The colonello, protector of the poor and purveyor of pantaloons to suffering donkeys, is at this hotel. He is a delightful, warm-blooded creature, who cannot be quite comfortable unless everybody else in sight—even an ass—is comfortable too. Like the others, he had a great deal to say about Lucia; of all the personages we have met—the place is full of personages—she seems to have the most marked character.

“Gad, sir, the old woman is right,” said the colonel. “The day she goes out of the guide business she will go to pieces. Why should she give up her job because her daughter has married into another sphere? I’m d—d if I don’t like her spirit!”
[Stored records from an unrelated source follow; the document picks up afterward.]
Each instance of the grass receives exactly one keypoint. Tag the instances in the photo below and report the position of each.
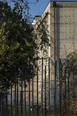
(19, 112)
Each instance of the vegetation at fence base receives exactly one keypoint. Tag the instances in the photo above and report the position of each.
(69, 103)
(19, 112)
(17, 42)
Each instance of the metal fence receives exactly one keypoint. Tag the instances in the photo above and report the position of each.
(32, 97)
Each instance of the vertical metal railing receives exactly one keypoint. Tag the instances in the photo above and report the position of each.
(60, 73)
(17, 92)
(11, 90)
(49, 86)
(45, 90)
(29, 88)
(65, 91)
(21, 94)
(32, 93)
(1, 95)
(37, 91)
(6, 99)
(25, 93)
(42, 91)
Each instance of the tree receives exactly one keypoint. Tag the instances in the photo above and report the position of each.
(69, 91)
(17, 43)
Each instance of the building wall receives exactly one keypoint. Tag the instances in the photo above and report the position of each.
(62, 27)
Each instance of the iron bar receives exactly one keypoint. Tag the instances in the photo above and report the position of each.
(45, 90)
(68, 86)
(37, 91)
(29, 88)
(25, 92)
(42, 91)
(2, 94)
(6, 99)
(60, 75)
(11, 90)
(21, 94)
(32, 93)
(49, 87)
(17, 92)
(54, 5)
(73, 83)
(65, 90)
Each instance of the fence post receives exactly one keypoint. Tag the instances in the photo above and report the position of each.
(60, 75)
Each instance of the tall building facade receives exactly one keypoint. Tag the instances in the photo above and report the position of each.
(61, 18)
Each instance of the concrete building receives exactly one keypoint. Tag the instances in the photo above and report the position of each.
(61, 18)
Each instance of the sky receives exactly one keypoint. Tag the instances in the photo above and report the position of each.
(38, 8)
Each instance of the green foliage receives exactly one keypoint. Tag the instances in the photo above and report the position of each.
(69, 103)
(17, 46)
(71, 61)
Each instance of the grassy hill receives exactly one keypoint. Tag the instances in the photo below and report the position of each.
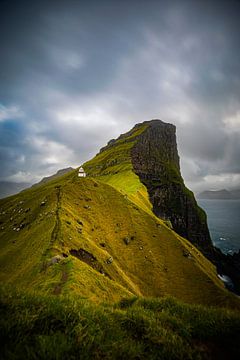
(82, 235)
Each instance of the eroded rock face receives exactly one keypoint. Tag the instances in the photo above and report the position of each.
(155, 160)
“What is the daughter like?” I asked.

“She is a good sort,” said the colonel. “When her husband took her to his mother’s house, what do you suppose they did with her? sent her to school, had her taught like a child. She learned many things, how to talk small talk, how to behave at table, how to dress and all the rest of it. When they thought she had learned enough she came home to her husband. He gave a great dinner to introduce her to his family—oh, they all acted sensibly. The bride behaved very nicely and quietly, they all liked her for her pretty manners (you know the people hereabouts have excellent manners, better than half the aristocracy at home, I tell them) as well as for her remarkable beauty; she must have been worth seeing in those days. After the dinner was over and the guests had left the dining-room, the husband coming back for something found his wife going round the table collecting the ends of the cigars the men had left on their plates.
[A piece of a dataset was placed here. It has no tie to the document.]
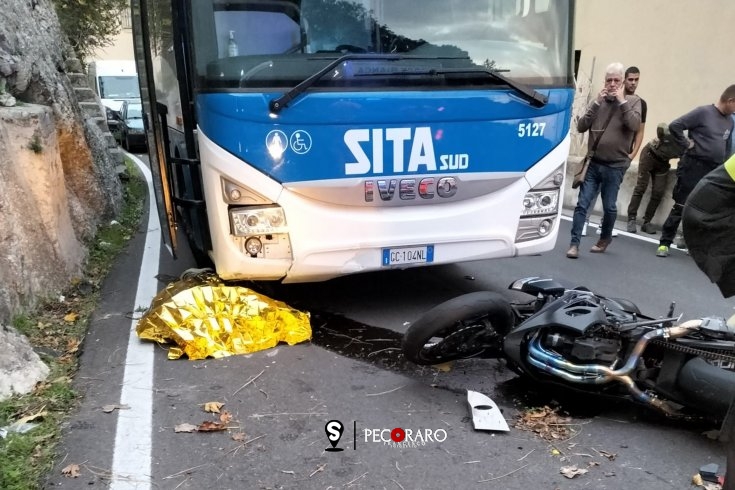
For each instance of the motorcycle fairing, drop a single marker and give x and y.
(575, 310)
“‘What on earth do you want with those nasty things?’ he asked.

“‘I shall send them to my poor old father at Ischia!’

“She had been in the habit of picking up the ends of the travellers’ cigars for the old man. Do you wonder that she has made a good wife and mother? I tell you she has a good heart; if a woman has that, what else matters?”

When we made our second trip to Epomeo to keep faith with Orlando, Lucia was nowhere visible; we made the ascent without her. Orlando held undisputed possession of Epomeo.

“Where is your friend Lucia?” we asked.

He fairly spluttered, “Una vecchiarella stupida senza educazione (A stupid old woman without education)! Do you know what I believe? I believe that her daughter and son-in-law are in Ischia. When they are on the island, Lucia sits all day at her window dressed in her Sunday clothes. To see her you would never fancy that she was the guide to Mt. Epomeo—not that there is any need of a guide, as you yourselves perceive.”